Tic Tac and Jack stretch and sit up. “What did I miss?” Tic Tac asks.

“Yeah, what did I miss?” Jack chimes in.

Meanwhile, Enrique sits up from where he was crashed on the floor and reaches for a pizza box, while Jay just doesn’t move. We’re torturing him with files. He’s such a wuss.

“What’s with those three files?” I ask Ellis, tapping the top one.

“I picked out files that connect to the people I think we screwed the most.”

“Oh, joy. You were a wonderful group of do-gooders, weren’t you? What’s the fourth file sitting to the side?”

“The worst of the lot, but the guy is dead. He killed himself.”

“You must have fucked him like a champion,” I reply. “What made his life not worth living?”

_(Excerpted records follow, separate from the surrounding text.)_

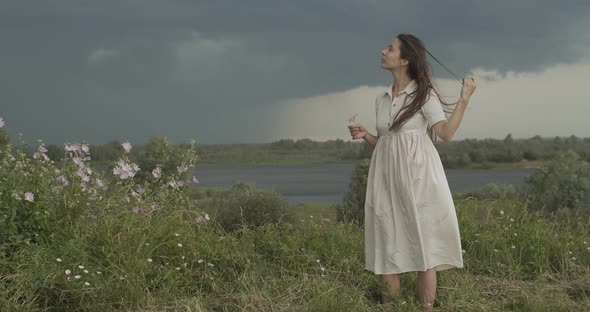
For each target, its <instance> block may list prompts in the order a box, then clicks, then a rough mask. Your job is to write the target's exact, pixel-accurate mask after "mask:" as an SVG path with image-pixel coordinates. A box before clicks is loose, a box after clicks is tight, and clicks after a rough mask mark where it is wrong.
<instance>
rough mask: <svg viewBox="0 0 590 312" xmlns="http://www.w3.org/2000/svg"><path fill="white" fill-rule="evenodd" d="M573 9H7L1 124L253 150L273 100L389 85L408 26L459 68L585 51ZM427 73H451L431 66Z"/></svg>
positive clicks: (319, 1)
mask: <svg viewBox="0 0 590 312" xmlns="http://www.w3.org/2000/svg"><path fill="white" fill-rule="evenodd" d="M589 9H590V4H587V3H586V2H583V1H569V2H560V3H557V2H552V1H518V2H511V1H496V2H491V1H486V2H483V1H481V2H480V1H478V2H470V3H465V2H464V1H445V2H436V1H432V2H428V3H416V2H410V1H407V2H405V3H396V2H391V1H380V0H375V1H360V0H356V1H353V0H346V1H276V0H274V1H270V0H267V1H262V0H256V1H247V2H245V1H199V2H189V1H166V2H162V1H143V2H141V5H139V4H138V2H136V1H120V0H119V1H114V0H105V1H50V2H38V1H4V2H0V38H1V39H2V41H1V42H2V43H1V44H2V49H0V68H2V71H1V72H0V84H1V85H2V92H0V103H1V104H0V116H3V117H4V120H5V121H6V123H7V126H8V128H9V131H10V132H11V133H12V134H16V133H17V132H23V133H24V135H25V138H28V139H29V140H30V141H34V140H36V139H37V138H41V139H44V140H45V141H46V142H50V143H61V142H63V141H66V140H78V139H86V140H89V141H91V142H96V143H100V142H106V141H108V140H111V139H118V138H125V139H129V140H131V141H132V142H133V141H140V142H141V141H144V140H145V138H147V136H149V135H153V134H160V135H166V136H168V137H169V138H171V140H173V141H176V142H177V141H186V140H188V138H195V139H197V141H198V142H201V143H235V142H258V141H260V140H261V139H260V138H266V137H269V136H268V135H267V134H268V131H271V129H272V127H270V125H271V124H272V123H271V122H270V121H269V120H268V119H271V118H273V117H272V116H273V114H272V111H273V109H274V107H276V106H277V103H279V102H280V101H283V100H285V99H296V98H303V97H310V96H316V95H321V94H325V93H330V92H339V91H343V90H348V89H352V88H355V87H358V86H359V85H367V84H369V85H376V84H384V83H388V82H389V80H390V79H391V77H390V76H389V74H388V73H387V72H383V71H381V70H380V68H379V67H378V66H379V65H378V61H379V50H380V49H381V48H382V47H383V46H385V45H386V44H387V43H388V42H389V41H390V40H391V39H392V38H393V37H394V36H395V35H396V34H398V33H400V32H410V33H413V34H416V35H417V36H418V37H420V38H422V39H423V41H424V42H425V43H426V45H427V48H428V49H429V50H430V51H431V52H432V53H433V54H434V55H435V56H436V57H437V58H438V59H440V60H441V61H443V62H444V63H445V65H447V66H448V67H450V68H451V69H453V71H455V72H456V73H457V74H460V75H465V74H468V71H469V69H470V68H474V67H481V68H484V69H489V70H497V71H498V72H499V73H500V74H503V73H506V72H507V71H525V72H526V71H533V72H534V71H541V70H543V69H544V68H546V67H547V66H549V65H552V64H558V63H560V64H561V63H575V62H577V61H579V60H580V59H583V58H585V57H588V56H589V52H588V51H590V49H588V48H589V47H590V37H589V35H588V34H587V33H586V32H585V29H588V28H590V27H589V26H590V19H589V18H588V17H589V15H590V13H589V12H590V11H589ZM431 64H432V67H433V69H434V72H435V74H436V75H439V76H441V77H448V74H446V73H445V72H443V71H442V69H441V68H440V66H438V65H437V64H436V63H434V62H431Z"/></svg>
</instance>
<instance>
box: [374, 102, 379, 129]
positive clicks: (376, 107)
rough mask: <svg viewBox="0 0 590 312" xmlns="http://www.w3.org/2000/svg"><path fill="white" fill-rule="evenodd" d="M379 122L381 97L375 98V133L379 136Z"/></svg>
mask: <svg viewBox="0 0 590 312" xmlns="http://www.w3.org/2000/svg"><path fill="white" fill-rule="evenodd" d="M378 122H379V97H378V96H377V97H375V131H377V132H376V133H377V135H379V130H377V126H378V125H377V123H378Z"/></svg>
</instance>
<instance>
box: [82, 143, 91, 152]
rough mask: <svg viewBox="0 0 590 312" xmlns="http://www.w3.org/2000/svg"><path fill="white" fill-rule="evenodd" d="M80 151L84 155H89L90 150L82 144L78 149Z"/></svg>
mask: <svg viewBox="0 0 590 312" xmlns="http://www.w3.org/2000/svg"><path fill="white" fill-rule="evenodd" d="M80 149H81V150H82V151H83V152H84V153H85V154H90V148H88V144H82V146H81V147H80Z"/></svg>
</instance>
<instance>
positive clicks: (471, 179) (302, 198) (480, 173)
mask: <svg viewBox="0 0 590 312" xmlns="http://www.w3.org/2000/svg"><path fill="white" fill-rule="evenodd" d="M353 170H354V164H294V165H217V164H216V165H211V164H200V165H199V164H198V165H197V167H196V169H195V172H194V174H195V175H196V176H197V177H198V179H199V184H197V185H196V186H195V187H219V186H221V187H229V186H231V185H233V184H234V183H237V182H252V183H254V184H255V185H256V187H257V188H265V189H272V190H275V191H277V192H278V193H280V194H282V195H283V196H284V197H285V198H286V199H287V200H288V201H289V202H290V203H291V204H297V203H322V204H332V203H337V202H340V200H341V199H342V196H344V193H345V192H346V190H347V189H348V183H349V182H350V178H351V176H352V173H353ZM535 170H536V169H510V170H504V169H502V170H500V169H473V170H469V169H446V170H445V174H446V176H447V180H448V181H449V187H450V189H451V192H464V191H467V190H473V189H477V188H479V187H481V186H483V185H485V184H487V183H497V184H512V185H522V184H523V183H524V179H525V178H526V177H527V176H528V175H530V174H531V173H533V172H534V171H535Z"/></svg>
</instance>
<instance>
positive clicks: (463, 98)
mask: <svg viewBox="0 0 590 312" xmlns="http://www.w3.org/2000/svg"><path fill="white" fill-rule="evenodd" d="M461 83H462V84H463V88H461V98H462V99H464V100H466V101H469V98H471V95H472V94H473V92H474V91H475V88H477V81H475V78H473V77H465V78H463V80H461Z"/></svg>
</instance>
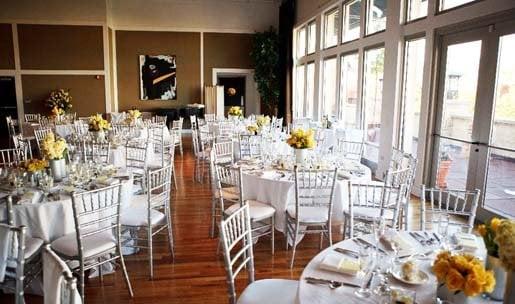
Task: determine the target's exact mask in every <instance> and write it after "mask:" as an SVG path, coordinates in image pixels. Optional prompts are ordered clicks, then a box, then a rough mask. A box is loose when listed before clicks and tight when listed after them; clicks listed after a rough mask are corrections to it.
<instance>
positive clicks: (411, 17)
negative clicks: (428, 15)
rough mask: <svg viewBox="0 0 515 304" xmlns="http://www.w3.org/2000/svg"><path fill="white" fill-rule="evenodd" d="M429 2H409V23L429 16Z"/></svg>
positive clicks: (416, 0)
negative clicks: (420, 18) (414, 20)
mask: <svg viewBox="0 0 515 304" xmlns="http://www.w3.org/2000/svg"><path fill="white" fill-rule="evenodd" d="M427 2H428V0H408V7H407V10H406V13H407V16H406V19H407V20H408V21H411V20H414V19H418V18H422V17H426V16H427Z"/></svg>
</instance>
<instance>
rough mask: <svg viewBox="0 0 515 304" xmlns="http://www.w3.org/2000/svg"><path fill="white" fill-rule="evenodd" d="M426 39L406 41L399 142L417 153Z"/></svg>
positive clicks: (413, 154)
mask: <svg viewBox="0 0 515 304" xmlns="http://www.w3.org/2000/svg"><path fill="white" fill-rule="evenodd" d="M425 47H426V39H425V38H420V39H415V40H409V41H406V46H405V51H404V82H403V89H404V90H403V94H402V115H401V124H400V126H401V137H400V139H401V142H400V147H401V148H402V150H403V151H405V152H409V153H412V154H413V155H416V154H417V146H418V131H419V122H420V106H421V102H420V100H421V95H422V77H423V73H424V53H425Z"/></svg>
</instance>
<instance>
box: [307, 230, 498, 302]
mask: <svg viewBox="0 0 515 304" xmlns="http://www.w3.org/2000/svg"><path fill="white" fill-rule="evenodd" d="M400 233H401V236H402V237H403V238H404V239H405V240H407V241H409V243H410V244H411V245H412V248H413V250H415V251H416V252H418V253H424V252H428V251H431V250H433V253H434V252H435V251H436V249H437V248H438V245H436V246H435V247H431V246H424V247H422V246H421V245H420V244H419V243H418V242H417V241H416V240H415V239H413V238H412V237H411V236H410V235H409V232H408V231H401V232H400ZM362 238H363V239H365V240H367V241H369V242H372V239H373V236H372V235H365V236H363V237H362ZM477 244H478V249H476V250H475V251H474V252H471V253H472V254H473V255H475V256H477V257H479V258H481V259H483V261H485V259H486V248H485V246H484V242H483V240H482V239H481V238H480V237H477ZM336 247H338V248H345V249H350V250H352V251H355V252H358V251H359V248H358V245H356V243H355V242H353V241H352V240H351V239H348V240H344V241H341V242H339V243H337V244H334V245H333V246H332V247H329V248H326V249H325V250H323V251H322V252H320V253H319V254H317V255H316V256H315V257H314V258H313V259H312V260H311V261H310V262H309V263H308V265H307V266H306V268H304V270H303V272H302V275H301V277H300V281H299V288H298V295H297V299H298V300H297V301H298V303H297V304H333V303H334V304H336V303H360V304H361V303H380V297H379V296H376V295H375V294H372V296H371V297H370V298H366V299H363V298H358V297H357V296H356V295H354V290H355V288H354V287H347V286H342V287H340V288H337V289H330V288H329V287H328V286H326V285H316V284H309V283H307V281H306V279H305V278H306V277H314V278H322V279H328V280H336V281H341V282H348V283H354V284H357V285H360V283H361V278H360V277H359V276H352V275H347V274H341V273H338V272H332V271H328V270H324V269H321V268H320V264H321V262H322V261H323V259H324V258H325V257H326V255H328V254H329V253H332V252H335V251H334V248H336ZM380 247H381V248H383V249H384V247H382V245H380ZM342 257H344V255H342ZM434 257H435V255H434V254H433V256H432V258H431V259H426V260H422V259H419V260H417V261H418V262H419V269H420V270H422V271H424V272H426V273H427V274H428V275H429V280H428V282H427V283H426V284H423V285H408V284H405V283H402V282H400V281H398V280H396V279H395V278H393V277H392V276H391V275H389V282H390V286H391V287H397V288H402V289H407V290H413V291H415V292H416V303H418V304H433V303H435V299H436V289H437V280H436V277H435V276H434V275H433V273H432V271H431V263H432V262H433V258H434ZM476 300H477V302H476ZM467 303H469V302H467ZM473 303H494V302H490V301H487V300H484V299H483V298H481V297H478V298H474V301H473ZM456 304H459V303H456Z"/></svg>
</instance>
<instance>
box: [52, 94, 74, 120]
mask: <svg viewBox="0 0 515 304" xmlns="http://www.w3.org/2000/svg"><path fill="white" fill-rule="evenodd" d="M72 99H73V98H72V96H71V95H70V91H68V90H64V89H58V90H54V91H52V92H50V96H48V98H47V99H46V106H47V107H48V108H50V111H51V113H52V115H54V116H58V115H63V114H64V113H65V112H67V111H68V110H70V109H71V108H72V107H73V105H72ZM55 108H57V110H55Z"/></svg>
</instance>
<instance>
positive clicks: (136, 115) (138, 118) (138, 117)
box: [125, 109, 141, 124]
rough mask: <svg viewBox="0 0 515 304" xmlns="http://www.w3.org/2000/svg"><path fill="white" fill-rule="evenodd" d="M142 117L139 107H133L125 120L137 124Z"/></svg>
mask: <svg viewBox="0 0 515 304" xmlns="http://www.w3.org/2000/svg"><path fill="white" fill-rule="evenodd" d="M140 117H141V112H140V111H139V110H137V109H132V110H129V111H127V118H126V119H125V122H127V123H128V124H135V123H136V121H138V119H139V118H140Z"/></svg>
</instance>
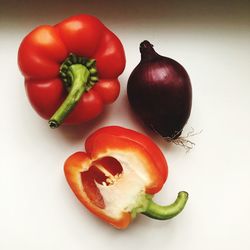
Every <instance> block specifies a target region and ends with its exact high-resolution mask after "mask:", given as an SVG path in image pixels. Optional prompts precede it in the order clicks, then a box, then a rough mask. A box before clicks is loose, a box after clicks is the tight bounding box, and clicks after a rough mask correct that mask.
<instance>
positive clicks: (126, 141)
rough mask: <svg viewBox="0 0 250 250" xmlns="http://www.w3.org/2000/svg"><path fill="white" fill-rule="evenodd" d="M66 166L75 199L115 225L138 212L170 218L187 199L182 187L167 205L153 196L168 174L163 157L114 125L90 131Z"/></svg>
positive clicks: (150, 147) (65, 163)
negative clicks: (154, 197) (113, 125)
mask: <svg viewBox="0 0 250 250" xmlns="http://www.w3.org/2000/svg"><path fill="white" fill-rule="evenodd" d="M64 170H65V176H66V179H67V182H68V183H69V185H70V187H71V189H72V191H73V192H74V193H75V195H76V196H77V198H78V199H79V201H80V202H81V203H82V204H83V205H85V206H86V207H87V208H88V209H89V211H90V212H92V213H93V214H95V215H96V216H98V217H99V218H101V219H103V220H104V221H106V222H108V223H109V224H111V225H113V226H114V227H116V228H119V229H122V228H126V227H127V226H128V225H129V224H130V222H131V221H132V219H133V218H135V217H136V215H137V214H138V213H143V214H145V215H147V216H149V217H152V218H155V219H160V220H164V219H170V218H172V217H174V216H176V215H177V214H178V213H180V212H181V211H182V209H183V208H184V206H185V203H186V201H187V198H188V195H187V193H186V192H180V193H179V195H178V197H177V199H176V201H175V202H174V203H173V204H171V205H169V206H159V205H157V204H155V203H154V202H153V201H152V198H153V195H154V194H155V193H157V192H159V191H160V190H161V188H162V187H163V185H164V183H165V181H166V179H167V175H168V166H167V162H166V160H165V157H164V155H163V154H162V152H161V150H160V149H159V147H158V146H157V145H156V144H155V143H154V142H153V141H152V140H151V139H150V138H149V137H147V136H145V135H143V134H141V133H138V132H136V131H133V130H130V129H126V128H122V127H118V126H110V127H104V128H101V129H99V130H97V131H95V132H94V133H93V134H91V135H90V136H89V137H88V138H87V139H86V141H85V152H77V153H75V154H73V155H71V156H70V157H69V158H68V159H67V160H66V162H65V165H64Z"/></svg>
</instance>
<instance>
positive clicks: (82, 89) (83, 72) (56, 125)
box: [49, 64, 90, 128]
mask: <svg viewBox="0 0 250 250" xmlns="http://www.w3.org/2000/svg"><path fill="white" fill-rule="evenodd" d="M67 74H68V75H69V77H70V78H71V86H70V90H69V94H68V96H67V97H66V99H65V100H64V102H63V103H62V104H61V106H60V107H59V108H58V110H57V111H56V112H55V113H54V115H53V116H52V117H51V118H50V120H49V126H50V127H51V128H57V127H58V126H60V124H61V123H62V122H63V120H64V119H65V118H66V116H67V115H68V114H69V113H70V111H71V110H72V109H73V108H74V107H75V105H76V104H77V102H78V101H79V100H80V98H81V96H82V94H83V93H84V92H85V91H86V90H87V83H88V79H89V76H90V72H89V70H88V68H87V67H86V66H84V65H82V64H73V65H71V66H70V67H69V69H68V72H67Z"/></svg>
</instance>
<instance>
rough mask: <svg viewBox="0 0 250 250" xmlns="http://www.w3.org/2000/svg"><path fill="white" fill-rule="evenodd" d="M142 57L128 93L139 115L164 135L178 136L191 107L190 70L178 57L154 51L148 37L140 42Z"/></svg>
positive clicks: (144, 119)
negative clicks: (177, 61) (174, 56)
mask: <svg viewBox="0 0 250 250" xmlns="http://www.w3.org/2000/svg"><path fill="white" fill-rule="evenodd" d="M140 52H141V61H140V63H139V64H138V65H137V66H136V68H135V69H134V70H133V72H132V73H131V75H130V77H129V80H128V85H127V94H128V99H129V103H130V105H131V107H132V109H133V110H134V112H135V113H136V114H137V116H138V117H139V118H140V119H141V120H142V121H143V122H144V123H145V124H146V126H148V127H150V128H151V129H152V130H154V131H156V132H158V133H159V134H160V135H161V136H162V137H164V138H168V139H176V138H178V137H179V136H180V135H181V133H182V130H183V127H184V126H185V124H186V122H187V120H188V118H189V116H190V112H191V107H192V86H191V82H190V79H189V76H188V73H187V72H186V70H185V69H184V68H183V66H182V65H181V64H179V63H178V62H176V61H175V60H173V59H171V58H168V57H164V56H161V55H159V54H157V53H156V52H155V50H154V49H153V45H152V44H150V43H149V42H148V41H144V42H142V43H141V44H140Z"/></svg>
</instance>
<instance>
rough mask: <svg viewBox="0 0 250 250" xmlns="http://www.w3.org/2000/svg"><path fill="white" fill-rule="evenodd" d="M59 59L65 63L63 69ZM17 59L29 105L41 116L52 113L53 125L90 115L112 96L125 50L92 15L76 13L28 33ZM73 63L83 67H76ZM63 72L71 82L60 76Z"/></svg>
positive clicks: (64, 122)
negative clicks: (66, 64) (20, 70)
mask: <svg viewBox="0 0 250 250" xmlns="http://www.w3.org/2000/svg"><path fill="white" fill-rule="evenodd" d="M71 55H73V57H72V56H71ZM79 61H80V62H79ZM83 61H84V62H83ZM64 63H68V66H69V70H68V71H67V70H66V71H65V72H64V71H63V70H64V69H65V68H64V66H65V65H64ZM18 64H19V67H20V70H21V72H22V74H23V75H24V77H25V88H26V93H27V95H28V98H29V100H30V102H31V104H32V106H33V108H34V109H35V110H36V111H37V113H38V114H39V115H40V116H42V117H43V118H45V119H47V120H48V119H50V118H52V119H51V120H52V122H50V125H51V127H52V128H53V127H57V126H59V125H60V124H61V123H64V124H79V123H82V122H85V121H87V120H90V119H93V118H95V117H97V116H98V115H99V114H100V113H101V112H102V111H103V109H104V106H105V105H106V104H110V103H113V102H114V101H115V100H116V99H117V97H118V95H119V91H120V85H119V81H118V76H119V75H120V74H121V73H122V72H123V70H124V67H125V54H124V49H123V46H122V44H121V42H120V40H119V39H118V38H117V36H116V35H115V34H114V33H112V32H111V31H110V30H109V29H108V28H107V27H105V26H104V24H102V23H101V22H100V21H99V20H98V19H97V18H95V17H93V16H90V15H77V16H73V17H70V18H67V19H65V20H63V21H62V22H60V23H58V24H56V25H54V26H50V25H42V26H39V27H37V28H36V29H34V30H33V31H32V32H31V33H29V34H28V35H27V36H26V37H25V38H24V39H23V41H22V43H21V45H20V47H19V51H18ZM72 65H78V66H86V69H85V70H84V71H82V70H81V72H80V71H79V70H78V72H76V70H75V69H72ZM72 72H73V73H72ZM65 74H66V76H67V77H68V78H69V81H70V84H71V85H72V86H70V87H68V82H67V81H66V82H64V81H63V80H65ZM79 80H80V81H82V84H79ZM75 82H77V83H75ZM75 85H77V87H74V86H75ZM71 88H72V92H74V91H75V92H74V93H75V94H74V93H73V94H72V93H71V92H70V90H71ZM73 88H74V89H76V88H77V90H74V91H73ZM70 94H71V96H70ZM76 95H77V98H75V97H76ZM67 98H68V99H70V100H68V101H67V103H66V104H67V105H66V104H65V103H64V102H66V99H67ZM63 104H64V106H63ZM60 107H61V110H60V112H58V113H56V111H57V110H58V109H60ZM63 109H64V110H65V111H64V110H63ZM53 114H54V115H55V116H53Z"/></svg>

“Clyde Walker and his company held a top-secret government contract for years. Marie Rodriguez wanted to hand it to someone new, who she said brought a fresh perspective.”

“A friend,” I assume.

“I suspected as much. I actually voted against the change, but the now VP cast the deciding vote.”

“I have something,” Jack says, and he’s really been remarkably not irritating. I’m not sure what to think about that. “The dark web now thinks the assassin is a newcomer.”